Zeca Pagodinho define-se como uma pessoa religiosa. Já afirmou publicamente que sua religião é espírita e que foi criado frequentando terreiros de Umbanda. Neto de uma rezadeira e criado numa família católica romana, Pagodinho frequentemente cita sua crença pessoal como um sincretismo entre a Umbanda e o Catolicismo. O cantor tem tatuada em seu peito esquerdo uma imagem de São Cosme e Damião, devoção que já foi retratada por Pagodinho em composições como Falange do Erê e Patota de Cosme. 

Também é devoto de São Jorge, santo católico sincretizado com Ogum, na Umbanda, realizando festas anuais em sua residência em homenagem ao orixá. No álbum Uma Prova de Amor (2008), Pagodinho emplacou a canção Ogum, que retrata o sincretismo entre as duas religiões, sendo esta uma das músicas mais populares nos anos recentes de sua carreira.

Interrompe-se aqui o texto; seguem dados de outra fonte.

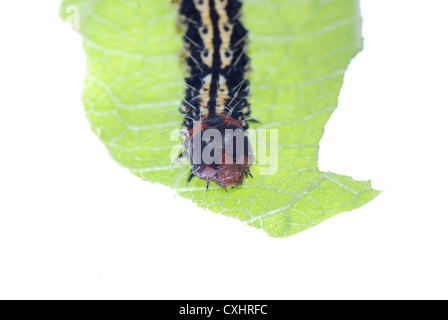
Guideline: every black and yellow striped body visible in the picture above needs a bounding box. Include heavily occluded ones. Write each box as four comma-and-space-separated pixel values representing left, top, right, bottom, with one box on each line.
179, 0, 251, 190
179, 0, 250, 130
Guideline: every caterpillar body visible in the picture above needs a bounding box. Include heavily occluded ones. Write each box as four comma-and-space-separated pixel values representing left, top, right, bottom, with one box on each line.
178, 0, 253, 191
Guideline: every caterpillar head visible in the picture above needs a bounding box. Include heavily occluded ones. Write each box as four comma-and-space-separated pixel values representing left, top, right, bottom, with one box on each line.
188, 122, 254, 190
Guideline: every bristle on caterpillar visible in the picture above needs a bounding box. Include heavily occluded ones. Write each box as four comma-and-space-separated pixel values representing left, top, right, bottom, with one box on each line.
178, 0, 253, 190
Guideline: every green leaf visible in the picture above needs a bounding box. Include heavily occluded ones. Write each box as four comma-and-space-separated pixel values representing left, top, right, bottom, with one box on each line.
60, 0, 379, 237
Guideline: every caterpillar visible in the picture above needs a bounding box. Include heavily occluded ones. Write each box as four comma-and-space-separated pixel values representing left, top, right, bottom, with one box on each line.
178, 0, 253, 191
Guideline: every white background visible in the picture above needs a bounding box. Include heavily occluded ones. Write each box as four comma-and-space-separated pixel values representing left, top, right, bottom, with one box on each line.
0, 0, 448, 299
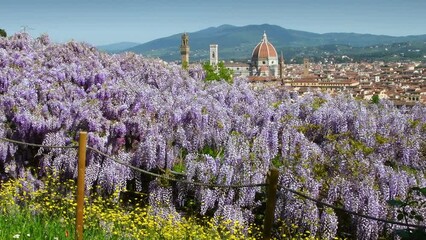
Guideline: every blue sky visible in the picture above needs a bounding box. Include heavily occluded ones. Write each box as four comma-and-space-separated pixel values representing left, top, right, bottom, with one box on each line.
0, 0, 426, 45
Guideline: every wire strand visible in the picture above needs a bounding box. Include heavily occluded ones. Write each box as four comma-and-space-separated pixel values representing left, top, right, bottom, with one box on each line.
0, 137, 426, 229
278, 185, 426, 229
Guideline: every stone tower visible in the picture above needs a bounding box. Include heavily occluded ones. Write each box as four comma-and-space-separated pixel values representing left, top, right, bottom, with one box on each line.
180, 33, 189, 66
303, 58, 309, 77
210, 44, 219, 66
279, 52, 284, 79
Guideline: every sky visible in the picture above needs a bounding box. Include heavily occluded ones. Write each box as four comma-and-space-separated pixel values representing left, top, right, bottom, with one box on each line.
0, 0, 426, 46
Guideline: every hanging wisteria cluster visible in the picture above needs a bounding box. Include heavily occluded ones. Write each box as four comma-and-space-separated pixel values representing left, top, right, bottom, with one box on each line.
0, 33, 426, 239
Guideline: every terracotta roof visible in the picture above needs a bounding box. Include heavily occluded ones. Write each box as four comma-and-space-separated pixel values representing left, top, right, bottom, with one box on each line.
252, 33, 278, 59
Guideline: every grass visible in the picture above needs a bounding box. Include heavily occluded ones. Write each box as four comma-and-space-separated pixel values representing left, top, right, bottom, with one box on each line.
0, 174, 255, 240
0, 170, 332, 240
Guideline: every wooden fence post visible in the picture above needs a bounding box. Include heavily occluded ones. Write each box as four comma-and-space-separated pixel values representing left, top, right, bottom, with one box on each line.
263, 168, 279, 240
75, 132, 87, 240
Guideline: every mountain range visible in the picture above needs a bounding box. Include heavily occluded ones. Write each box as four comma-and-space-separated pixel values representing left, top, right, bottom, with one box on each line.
99, 24, 426, 62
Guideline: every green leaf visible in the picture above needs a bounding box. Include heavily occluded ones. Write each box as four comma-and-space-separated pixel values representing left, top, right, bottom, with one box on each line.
414, 214, 425, 222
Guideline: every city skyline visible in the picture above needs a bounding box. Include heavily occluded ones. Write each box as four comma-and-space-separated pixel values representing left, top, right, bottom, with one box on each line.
0, 0, 426, 45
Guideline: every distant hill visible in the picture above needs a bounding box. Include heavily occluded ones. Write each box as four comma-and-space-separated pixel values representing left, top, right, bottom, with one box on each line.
113, 24, 426, 61
96, 42, 140, 53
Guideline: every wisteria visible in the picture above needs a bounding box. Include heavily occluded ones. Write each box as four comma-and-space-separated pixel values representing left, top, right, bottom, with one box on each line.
0, 33, 426, 239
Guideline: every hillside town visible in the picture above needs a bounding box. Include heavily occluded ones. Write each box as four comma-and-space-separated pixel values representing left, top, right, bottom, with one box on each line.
181, 33, 426, 106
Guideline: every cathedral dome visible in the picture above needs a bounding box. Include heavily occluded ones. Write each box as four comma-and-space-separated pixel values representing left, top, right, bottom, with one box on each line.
252, 33, 278, 60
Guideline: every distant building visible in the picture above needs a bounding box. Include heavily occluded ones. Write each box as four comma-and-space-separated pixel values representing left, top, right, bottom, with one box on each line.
250, 33, 279, 77
218, 33, 284, 78
210, 44, 219, 66
180, 33, 189, 66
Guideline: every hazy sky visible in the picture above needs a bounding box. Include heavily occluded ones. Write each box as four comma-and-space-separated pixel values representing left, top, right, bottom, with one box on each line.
0, 0, 426, 45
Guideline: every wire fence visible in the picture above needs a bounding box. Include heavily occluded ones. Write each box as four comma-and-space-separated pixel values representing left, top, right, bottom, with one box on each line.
0, 137, 426, 229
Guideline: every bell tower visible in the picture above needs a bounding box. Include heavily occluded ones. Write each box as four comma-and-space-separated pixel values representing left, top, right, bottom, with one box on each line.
303, 58, 309, 77
180, 33, 189, 66
279, 52, 284, 79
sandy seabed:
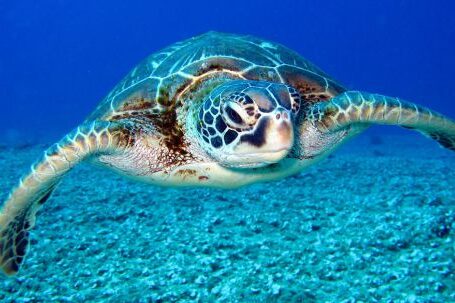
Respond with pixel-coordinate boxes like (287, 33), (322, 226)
(0, 134), (455, 302)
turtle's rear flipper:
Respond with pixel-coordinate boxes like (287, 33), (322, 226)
(0, 121), (131, 275)
(307, 92), (455, 151)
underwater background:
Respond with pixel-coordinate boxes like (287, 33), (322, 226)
(0, 0), (455, 302)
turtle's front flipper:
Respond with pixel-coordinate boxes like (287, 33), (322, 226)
(0, 121), (131, 275)
(306, 92), (455, 151)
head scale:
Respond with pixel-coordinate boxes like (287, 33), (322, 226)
(196, 81), (301, 167)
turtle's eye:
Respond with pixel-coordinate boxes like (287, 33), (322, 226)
(222, 93), (258, 129)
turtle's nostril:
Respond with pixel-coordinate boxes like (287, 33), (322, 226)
(275, 111), (289, 120)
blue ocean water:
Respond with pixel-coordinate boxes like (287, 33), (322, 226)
(0, 0), (455, 302)
(0, 0), (455, 138)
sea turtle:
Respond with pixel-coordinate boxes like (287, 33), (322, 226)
(0, 32), (455, 275)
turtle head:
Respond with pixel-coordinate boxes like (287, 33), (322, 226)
(196, 80), (300, 168)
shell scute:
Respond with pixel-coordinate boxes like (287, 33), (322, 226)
(88, 32), (344, 120)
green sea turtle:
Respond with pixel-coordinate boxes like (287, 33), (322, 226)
(0, 32), (455, 275)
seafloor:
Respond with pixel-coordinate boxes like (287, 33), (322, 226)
(0, 133), (455, 302)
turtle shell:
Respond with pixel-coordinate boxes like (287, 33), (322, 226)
(88, 32), (345, 120)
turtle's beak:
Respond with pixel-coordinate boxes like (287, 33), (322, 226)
(235, 111), (294, 166)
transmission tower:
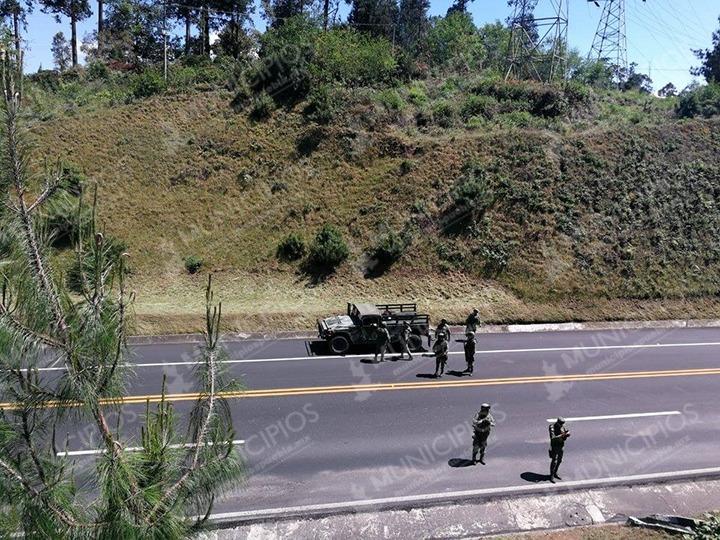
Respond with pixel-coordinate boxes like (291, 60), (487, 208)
(588, 0), (628, 70)
(505, 0), (570, 82)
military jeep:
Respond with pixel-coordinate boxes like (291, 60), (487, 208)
(317, 302), (430, 354)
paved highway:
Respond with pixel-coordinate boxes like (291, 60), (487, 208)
(14, 328), (720, 513)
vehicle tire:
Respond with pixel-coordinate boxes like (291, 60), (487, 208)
(408, 334), (423, 352)
(330, 336), (350, 354)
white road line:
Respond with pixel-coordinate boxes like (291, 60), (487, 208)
(204, 467), (720, 522)
(547, 411), (682, 423)
(56, 440), (245, 457)
(33, 341), (720, 371)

Família - Apesar da imagem constantemente endossada de uma figura boêmia e desregrada, Pagodinho contrasta expondo publicamente momentos de intensa vida familiar em suas redes sociais oficiais. Zeca Pagodinho casou-se em 1986 com Mônica Silva, com quem teve quatro filhos: Louis, Eduardo, Elisa e Maria Eduarda. O cantor é ainda avô de Noah (nascido em 2010 e a quem o cantor dedicou a canção Orgulho do Vovô em parceria com Arlindo Cruz) e Catarina (nascida em 2019). 

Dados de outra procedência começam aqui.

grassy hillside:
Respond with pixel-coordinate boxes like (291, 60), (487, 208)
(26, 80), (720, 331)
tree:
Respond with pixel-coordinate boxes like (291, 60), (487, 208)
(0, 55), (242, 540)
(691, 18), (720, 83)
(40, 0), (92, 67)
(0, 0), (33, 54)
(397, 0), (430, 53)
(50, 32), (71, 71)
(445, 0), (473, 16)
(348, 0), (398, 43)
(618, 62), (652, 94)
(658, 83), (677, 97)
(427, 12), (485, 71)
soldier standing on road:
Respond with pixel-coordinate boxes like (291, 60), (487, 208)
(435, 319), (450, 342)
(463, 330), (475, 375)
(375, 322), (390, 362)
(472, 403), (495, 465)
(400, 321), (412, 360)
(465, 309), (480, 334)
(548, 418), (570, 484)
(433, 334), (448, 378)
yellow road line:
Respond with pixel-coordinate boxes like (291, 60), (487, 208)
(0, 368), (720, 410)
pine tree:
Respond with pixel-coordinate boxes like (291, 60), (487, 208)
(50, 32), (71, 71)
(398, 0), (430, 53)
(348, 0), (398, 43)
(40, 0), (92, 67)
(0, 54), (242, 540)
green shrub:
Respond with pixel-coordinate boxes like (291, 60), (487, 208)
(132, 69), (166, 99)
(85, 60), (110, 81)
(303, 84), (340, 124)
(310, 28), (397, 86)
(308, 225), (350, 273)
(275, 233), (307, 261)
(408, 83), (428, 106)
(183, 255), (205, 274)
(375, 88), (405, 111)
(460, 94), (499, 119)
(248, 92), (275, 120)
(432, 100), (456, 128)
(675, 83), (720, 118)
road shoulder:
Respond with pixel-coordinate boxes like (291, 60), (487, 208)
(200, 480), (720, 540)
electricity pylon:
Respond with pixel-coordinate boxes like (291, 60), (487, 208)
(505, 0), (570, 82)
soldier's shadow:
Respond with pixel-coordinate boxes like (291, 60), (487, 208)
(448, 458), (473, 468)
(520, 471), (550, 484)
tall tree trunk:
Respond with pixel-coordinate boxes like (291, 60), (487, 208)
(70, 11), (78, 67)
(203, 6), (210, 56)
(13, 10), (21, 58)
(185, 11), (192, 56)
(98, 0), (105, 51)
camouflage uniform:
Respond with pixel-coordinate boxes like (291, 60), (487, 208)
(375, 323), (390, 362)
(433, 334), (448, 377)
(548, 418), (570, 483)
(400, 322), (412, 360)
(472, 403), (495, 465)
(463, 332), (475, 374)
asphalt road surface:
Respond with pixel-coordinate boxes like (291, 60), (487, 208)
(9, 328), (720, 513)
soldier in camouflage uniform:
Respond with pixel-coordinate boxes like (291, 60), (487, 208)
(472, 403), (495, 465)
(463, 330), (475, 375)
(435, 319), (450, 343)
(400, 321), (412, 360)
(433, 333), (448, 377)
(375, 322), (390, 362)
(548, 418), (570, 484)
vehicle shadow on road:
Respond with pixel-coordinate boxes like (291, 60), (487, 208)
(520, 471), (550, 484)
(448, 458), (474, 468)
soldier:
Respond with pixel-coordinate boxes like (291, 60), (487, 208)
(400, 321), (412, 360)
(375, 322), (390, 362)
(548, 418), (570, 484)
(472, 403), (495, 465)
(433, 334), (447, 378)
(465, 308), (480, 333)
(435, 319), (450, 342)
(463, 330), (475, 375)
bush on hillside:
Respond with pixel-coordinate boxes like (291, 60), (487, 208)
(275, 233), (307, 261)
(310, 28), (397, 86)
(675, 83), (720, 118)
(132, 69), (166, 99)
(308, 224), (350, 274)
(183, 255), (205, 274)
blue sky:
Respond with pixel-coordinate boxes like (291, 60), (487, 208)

Em 2015, Pagodinho perdeu seu filho mais velho, Elias Gabriel, fruto de um relacionamento anterior ao seu casamento atual. Na ocasião, o cantor e seus filhos lamentaram a morte precoce de Elias. Outros membros de sua família que seguiram carreira musical são sua irmã Ircéa Pagodinho, que lançou até então apenas o álbum de estúdio Feito Diadema em 1987; e seu sobrinho Juninho Thybau que segue os passos do tio como compositor de samba de raiz e considerado um dos mais principais versadores de partido alto de sua geração.